La relation avec la France d'Alexander Cohen, né hollandais en 1864 à Leeuwarden, mort français en 1961 à Toulon, n'est que la longue aventure d'amour d'un homme rebelle de nature, méridional de tempérament. Socialiste à ses débuts dans les lettres, il devient promptement anarchiste pour terminer son existence comme monarchiste (français) convaincu. Renvoyé de l'école, il est d'abord apprentitanneur en Allemagne; réexpédié à Leeuwarden, il s'engage comme commis aux écritures dans l'armée indo-néerlandaise. Nouvelle erreur, soldée par une longue détention et le retour aux Pays-Bas. De commis aux écritures, le voici journaliste indépendant. Il le restera jusqu'à la fin de sa carrière mouvementée.
Ses premiers articles paraissent dans Groninger Weekblad, Morgenrood et Recht voor allen (L'Hebdomadaire de Groningue, Matin rouge, Droit pour tous), ce dernier dirigé par Domela Nieuwenhuis, père du mouvement socialiste à cette époque. Ses derniers articles aux Pays-Bas sont publiés dans les quotidiens De Telegraaf (Le Télégraphe) de 1906 aux années vingt et, de 1955 à 1957, dans Het Parool (La Parole). Ceci est cependant loin de représenter la somme de ses collaborations aux journaux et périodiques hollandais, et nous ne parlons pas des articles parus dans les feuilles anarchistes françaises, de ce qu'il écrivit dans Le Matin, Le Figaro, Le Temps et Le Mercure de France. Enfin, durant une période anglaise, entre 1893 et 1896, il collabora notamment à The torch of anarchy (Le flambeau de l'anarchie).
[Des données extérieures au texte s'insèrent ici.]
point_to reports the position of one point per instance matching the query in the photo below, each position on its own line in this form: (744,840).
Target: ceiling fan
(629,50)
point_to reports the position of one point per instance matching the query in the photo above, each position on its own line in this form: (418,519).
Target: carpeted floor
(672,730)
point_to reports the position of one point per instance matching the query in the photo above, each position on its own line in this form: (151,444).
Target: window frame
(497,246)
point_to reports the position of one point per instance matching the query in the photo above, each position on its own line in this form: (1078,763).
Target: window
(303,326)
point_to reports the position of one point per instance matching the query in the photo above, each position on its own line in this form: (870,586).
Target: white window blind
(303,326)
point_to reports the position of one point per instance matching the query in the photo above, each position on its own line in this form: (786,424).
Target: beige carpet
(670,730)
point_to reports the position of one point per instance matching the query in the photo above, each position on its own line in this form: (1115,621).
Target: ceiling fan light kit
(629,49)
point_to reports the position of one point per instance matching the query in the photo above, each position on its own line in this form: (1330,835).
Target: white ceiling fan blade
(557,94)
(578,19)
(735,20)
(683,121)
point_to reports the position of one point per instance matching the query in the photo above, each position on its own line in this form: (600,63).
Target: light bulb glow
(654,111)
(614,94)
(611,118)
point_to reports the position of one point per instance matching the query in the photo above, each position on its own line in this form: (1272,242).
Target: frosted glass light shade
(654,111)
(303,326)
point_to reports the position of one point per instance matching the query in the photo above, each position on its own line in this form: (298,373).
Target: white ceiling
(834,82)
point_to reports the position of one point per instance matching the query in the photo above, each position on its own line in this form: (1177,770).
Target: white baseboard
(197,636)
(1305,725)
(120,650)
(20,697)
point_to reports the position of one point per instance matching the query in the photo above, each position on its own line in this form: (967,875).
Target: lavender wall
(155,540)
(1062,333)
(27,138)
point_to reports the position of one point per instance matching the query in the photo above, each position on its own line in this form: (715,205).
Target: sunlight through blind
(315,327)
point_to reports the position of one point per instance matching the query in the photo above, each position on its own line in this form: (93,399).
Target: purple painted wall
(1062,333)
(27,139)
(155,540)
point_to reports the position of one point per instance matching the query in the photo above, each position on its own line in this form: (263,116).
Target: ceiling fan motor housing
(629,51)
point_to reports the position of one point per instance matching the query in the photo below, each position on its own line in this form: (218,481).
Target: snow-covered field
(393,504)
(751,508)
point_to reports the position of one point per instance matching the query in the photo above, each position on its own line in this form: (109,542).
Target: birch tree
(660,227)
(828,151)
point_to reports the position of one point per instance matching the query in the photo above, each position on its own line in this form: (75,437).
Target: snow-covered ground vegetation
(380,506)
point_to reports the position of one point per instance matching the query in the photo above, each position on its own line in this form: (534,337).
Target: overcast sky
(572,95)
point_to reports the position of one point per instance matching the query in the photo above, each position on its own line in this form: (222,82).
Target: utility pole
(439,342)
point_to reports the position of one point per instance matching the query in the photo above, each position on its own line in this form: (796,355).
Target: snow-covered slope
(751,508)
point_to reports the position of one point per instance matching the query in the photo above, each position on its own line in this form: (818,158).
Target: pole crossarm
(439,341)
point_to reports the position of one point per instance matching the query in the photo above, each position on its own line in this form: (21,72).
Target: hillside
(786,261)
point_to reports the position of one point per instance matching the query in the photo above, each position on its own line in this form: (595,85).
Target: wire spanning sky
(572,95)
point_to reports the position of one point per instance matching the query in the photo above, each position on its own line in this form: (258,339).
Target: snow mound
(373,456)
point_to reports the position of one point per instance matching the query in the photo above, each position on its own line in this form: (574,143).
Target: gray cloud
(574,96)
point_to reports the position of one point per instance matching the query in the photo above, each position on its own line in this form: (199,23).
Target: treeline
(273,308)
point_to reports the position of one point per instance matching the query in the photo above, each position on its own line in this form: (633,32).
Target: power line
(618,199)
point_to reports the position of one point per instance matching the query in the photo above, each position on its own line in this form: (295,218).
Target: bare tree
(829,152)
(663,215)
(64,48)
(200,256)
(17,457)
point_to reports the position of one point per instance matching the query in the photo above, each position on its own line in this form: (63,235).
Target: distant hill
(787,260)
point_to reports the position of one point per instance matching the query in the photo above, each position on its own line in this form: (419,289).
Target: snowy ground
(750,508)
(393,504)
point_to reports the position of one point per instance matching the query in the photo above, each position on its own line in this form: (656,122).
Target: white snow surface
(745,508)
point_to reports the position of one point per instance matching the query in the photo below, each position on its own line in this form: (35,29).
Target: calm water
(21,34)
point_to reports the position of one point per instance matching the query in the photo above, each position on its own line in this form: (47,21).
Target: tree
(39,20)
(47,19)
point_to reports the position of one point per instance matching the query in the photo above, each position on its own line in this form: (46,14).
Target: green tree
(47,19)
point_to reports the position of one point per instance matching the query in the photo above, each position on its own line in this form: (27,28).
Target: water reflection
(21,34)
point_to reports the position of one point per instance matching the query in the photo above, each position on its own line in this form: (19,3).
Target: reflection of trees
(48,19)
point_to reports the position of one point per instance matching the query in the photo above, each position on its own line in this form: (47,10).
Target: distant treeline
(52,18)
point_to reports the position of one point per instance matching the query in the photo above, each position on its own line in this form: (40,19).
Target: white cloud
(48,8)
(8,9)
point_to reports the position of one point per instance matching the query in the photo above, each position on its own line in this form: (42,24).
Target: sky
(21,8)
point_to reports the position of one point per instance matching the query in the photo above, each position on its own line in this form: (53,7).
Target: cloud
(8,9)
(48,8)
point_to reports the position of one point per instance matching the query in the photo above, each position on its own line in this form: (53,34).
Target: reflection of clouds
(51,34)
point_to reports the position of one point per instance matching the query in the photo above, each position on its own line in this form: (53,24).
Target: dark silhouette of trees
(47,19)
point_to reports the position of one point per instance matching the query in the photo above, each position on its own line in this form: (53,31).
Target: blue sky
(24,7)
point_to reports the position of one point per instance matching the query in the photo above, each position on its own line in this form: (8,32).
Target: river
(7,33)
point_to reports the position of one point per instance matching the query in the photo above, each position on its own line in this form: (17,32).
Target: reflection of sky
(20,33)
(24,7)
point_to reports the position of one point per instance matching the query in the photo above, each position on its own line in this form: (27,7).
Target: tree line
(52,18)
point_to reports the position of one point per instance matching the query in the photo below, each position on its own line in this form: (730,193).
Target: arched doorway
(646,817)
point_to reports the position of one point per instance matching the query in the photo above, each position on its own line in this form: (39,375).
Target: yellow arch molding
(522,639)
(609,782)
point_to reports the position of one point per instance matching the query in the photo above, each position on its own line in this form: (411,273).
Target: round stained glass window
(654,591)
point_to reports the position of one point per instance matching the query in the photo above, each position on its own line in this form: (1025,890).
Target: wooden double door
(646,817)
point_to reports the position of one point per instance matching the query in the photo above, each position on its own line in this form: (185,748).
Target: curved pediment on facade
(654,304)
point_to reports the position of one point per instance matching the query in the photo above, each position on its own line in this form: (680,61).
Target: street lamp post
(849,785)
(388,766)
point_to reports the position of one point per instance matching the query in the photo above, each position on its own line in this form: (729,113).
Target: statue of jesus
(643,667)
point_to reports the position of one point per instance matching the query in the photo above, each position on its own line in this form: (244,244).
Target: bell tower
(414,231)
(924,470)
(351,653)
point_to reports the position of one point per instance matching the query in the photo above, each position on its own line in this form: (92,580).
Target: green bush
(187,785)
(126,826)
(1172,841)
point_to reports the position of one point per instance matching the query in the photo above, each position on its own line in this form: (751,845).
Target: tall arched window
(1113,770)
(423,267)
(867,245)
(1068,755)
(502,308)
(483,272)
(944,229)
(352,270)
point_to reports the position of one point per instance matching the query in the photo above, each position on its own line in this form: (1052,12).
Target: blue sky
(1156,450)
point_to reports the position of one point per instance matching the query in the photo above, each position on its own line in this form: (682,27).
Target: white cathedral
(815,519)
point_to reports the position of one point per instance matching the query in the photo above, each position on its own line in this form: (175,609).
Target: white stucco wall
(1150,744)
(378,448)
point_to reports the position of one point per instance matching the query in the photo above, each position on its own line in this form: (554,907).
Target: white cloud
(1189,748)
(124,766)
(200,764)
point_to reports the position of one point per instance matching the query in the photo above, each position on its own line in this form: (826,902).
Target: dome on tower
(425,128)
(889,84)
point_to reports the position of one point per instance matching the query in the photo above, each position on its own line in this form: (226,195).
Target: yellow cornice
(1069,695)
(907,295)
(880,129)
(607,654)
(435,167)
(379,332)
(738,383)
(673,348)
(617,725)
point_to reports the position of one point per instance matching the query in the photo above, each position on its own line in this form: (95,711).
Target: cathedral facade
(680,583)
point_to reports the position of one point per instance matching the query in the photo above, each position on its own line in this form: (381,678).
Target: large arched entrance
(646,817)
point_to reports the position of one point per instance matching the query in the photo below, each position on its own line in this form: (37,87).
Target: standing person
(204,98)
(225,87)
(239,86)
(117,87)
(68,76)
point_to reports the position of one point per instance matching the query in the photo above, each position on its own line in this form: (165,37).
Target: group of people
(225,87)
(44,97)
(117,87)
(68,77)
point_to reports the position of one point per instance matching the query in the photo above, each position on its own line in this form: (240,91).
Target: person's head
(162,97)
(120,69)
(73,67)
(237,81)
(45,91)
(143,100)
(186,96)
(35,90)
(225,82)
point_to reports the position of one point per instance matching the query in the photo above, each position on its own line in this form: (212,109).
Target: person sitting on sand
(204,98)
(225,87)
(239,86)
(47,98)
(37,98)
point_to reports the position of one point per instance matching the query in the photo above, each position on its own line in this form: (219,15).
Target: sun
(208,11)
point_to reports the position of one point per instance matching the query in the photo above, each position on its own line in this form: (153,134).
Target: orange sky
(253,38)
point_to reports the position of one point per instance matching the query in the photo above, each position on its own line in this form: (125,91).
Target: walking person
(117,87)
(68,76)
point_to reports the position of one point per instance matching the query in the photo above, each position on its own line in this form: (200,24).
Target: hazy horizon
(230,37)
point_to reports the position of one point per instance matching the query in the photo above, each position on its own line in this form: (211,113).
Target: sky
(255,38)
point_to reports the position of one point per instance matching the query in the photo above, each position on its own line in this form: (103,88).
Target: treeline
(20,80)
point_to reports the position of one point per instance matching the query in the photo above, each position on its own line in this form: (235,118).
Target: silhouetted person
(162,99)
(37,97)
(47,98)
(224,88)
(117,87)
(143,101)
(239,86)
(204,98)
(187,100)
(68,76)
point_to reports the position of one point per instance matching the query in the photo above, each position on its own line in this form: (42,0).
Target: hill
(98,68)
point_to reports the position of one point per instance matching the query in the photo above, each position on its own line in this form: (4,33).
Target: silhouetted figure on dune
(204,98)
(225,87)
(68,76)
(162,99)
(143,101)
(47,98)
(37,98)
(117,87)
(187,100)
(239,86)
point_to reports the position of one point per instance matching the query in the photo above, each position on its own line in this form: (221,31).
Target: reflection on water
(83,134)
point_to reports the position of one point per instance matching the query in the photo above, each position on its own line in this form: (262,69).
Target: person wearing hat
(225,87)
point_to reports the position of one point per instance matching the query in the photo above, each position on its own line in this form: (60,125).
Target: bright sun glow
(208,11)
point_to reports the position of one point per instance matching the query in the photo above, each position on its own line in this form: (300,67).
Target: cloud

Jeune homme, une condamnation pour crime de lèse-majesté le fit s'expatrier en Belgique, d'où on l'expulsa en France, d'où on l'expulsa en Grande-Bretagne, après l'avoir condamné par défaut à vingt ans de travaux forcés. D'Angleterre il dut réintégrer les Pays-Bas, pour y purger les six mois de détention qu'il avait fuis et, lorsque l'ennui le chassa de son pays natal, il retourna clandestinement à Paris d'où il fut de nouveau expulsé, après un mois de prison - mais acquitté donc de travaux forcés. A peine rentré à Londres, il retourna de nouveau clandestinement à Paris où il reçut enfin le permis de séjour tant convoité.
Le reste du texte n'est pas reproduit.